Unlike SALEFORM 2012 but similar to other BIMCO standard contracts, Part I of SHIPSALE 22 contains the standard box layout setting out information such as the parties’ details, amounts and inspection arrangements, which allows the parties to locate the key information easily and for fewer amendments to be made to the Part II text. The substantive provisions are set out in Part II, followed by two annexes with the delivery documents and the excluded items.

In addition, the clauses have been arranged in such a way as to ensure that SHIPSALE 22 follows the typical chronology of a sale and purchase transaction, which makes the standard form more reader-friendly.

Apart from the layout changes, SHIPSALE 22 contains some revisions to the existing wording and new clauses in response to the latest developments in market practice. Some of the noteworthy changes are set out below.
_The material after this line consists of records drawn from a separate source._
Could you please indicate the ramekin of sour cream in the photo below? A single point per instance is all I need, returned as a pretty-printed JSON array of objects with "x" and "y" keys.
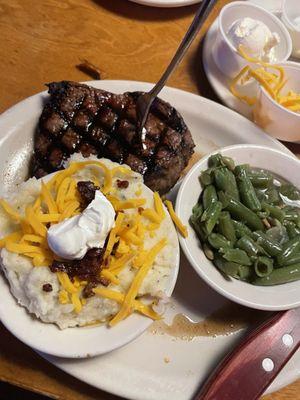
[
  {"x": 261, "y": 34},
  {"x": 291, "y": 18}
]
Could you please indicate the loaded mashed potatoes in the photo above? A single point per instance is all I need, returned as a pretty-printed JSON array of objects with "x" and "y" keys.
[{"x": 88, "y": 244}]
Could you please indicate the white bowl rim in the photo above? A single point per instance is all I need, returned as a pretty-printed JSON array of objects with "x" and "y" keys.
[
  {"x": 287, "y": 19},
  {"x": 184, "y": 247},
  {"x": 287, "y": 64},
  {"x": 264, "y": 11}
]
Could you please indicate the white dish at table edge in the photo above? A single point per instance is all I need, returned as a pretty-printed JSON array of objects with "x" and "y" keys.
[
  {"x": 270, "y": 298},
  {"x": 138, "y": 371},
  {"x": 219, "y": 82},
  {"x": 166, "y": 3}
]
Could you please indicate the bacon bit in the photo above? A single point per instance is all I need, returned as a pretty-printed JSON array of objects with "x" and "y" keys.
[
  {"x": 89, "y": 69},
  {"x": 104, "y": 281},
  {"x": 47, "y": 287},
  {"x": 122, "y": 184}
]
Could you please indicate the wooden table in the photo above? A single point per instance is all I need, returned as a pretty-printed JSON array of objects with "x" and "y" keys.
[{"x": 42, "y": 41}]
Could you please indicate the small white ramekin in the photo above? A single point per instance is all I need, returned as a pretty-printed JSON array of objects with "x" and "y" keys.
[
  {"x": 290, "y": 11},
  {"x": 226, "y": 56},
  {"x": 272, "y": 117}
]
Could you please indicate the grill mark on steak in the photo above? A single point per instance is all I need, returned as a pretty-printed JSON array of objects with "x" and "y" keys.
[{"x": 93, "y": 121}]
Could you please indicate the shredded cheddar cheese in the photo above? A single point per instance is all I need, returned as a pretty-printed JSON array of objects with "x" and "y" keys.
[
  {"x": 63, "y": 297},
  {"x": 128, "y": 306},
  {"x": 272, "y": 82},
  {"x": 10, "y": 211},
  {"x": 58, "y": 200}
]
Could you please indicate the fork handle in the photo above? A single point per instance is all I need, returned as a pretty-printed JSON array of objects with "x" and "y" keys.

SALEFORM 2012 does not provide for a mechanism governing subjects to effectiveness of the agreement. In practice, the parties often deal with conditions precedent prior to signing the memorandum of agreement (in exchanges on terms and the recap) and such that the deal is unconditional by the time of signing. One of the notable additions in SHIPSALE 22 is the subjects clause, which allows the parties to set out in the agreement itself any conditions that are still to be fulfilled before it becomes effective. In the event that any conditions are not fulfilled by the specified date, the agreement will be null and void automatically. Where parties decide to include subjects in the memorandum of agreement, it is important to stipulate clearly which party is responsible for fulfilment of the subjects and how to confirm that they have been fulfilled.

Performance guarantees

In a ship sale and purchase transaction, it is not uncommon for the performance of one or both the parties (in particular buyer-side) to be guaranteed by another entity, in particular where the party in question is a single-purpose entity. To facilitate documentation of the performance guarantee in one single document, SHIPSALE 22 includes a signature field and a statement from each relevant guarantor that it shall guarantee the performance of the obligations of the seller or the buyer (as the case may be) in accordance with the agreement.

Deposit and payments

Revisions have been made to the deposit clause in SHIPSALE 22, in particular to refer to a deposit holding agreement, which shall set out the basis on which the deposit will be received, held and released by the deposit holder.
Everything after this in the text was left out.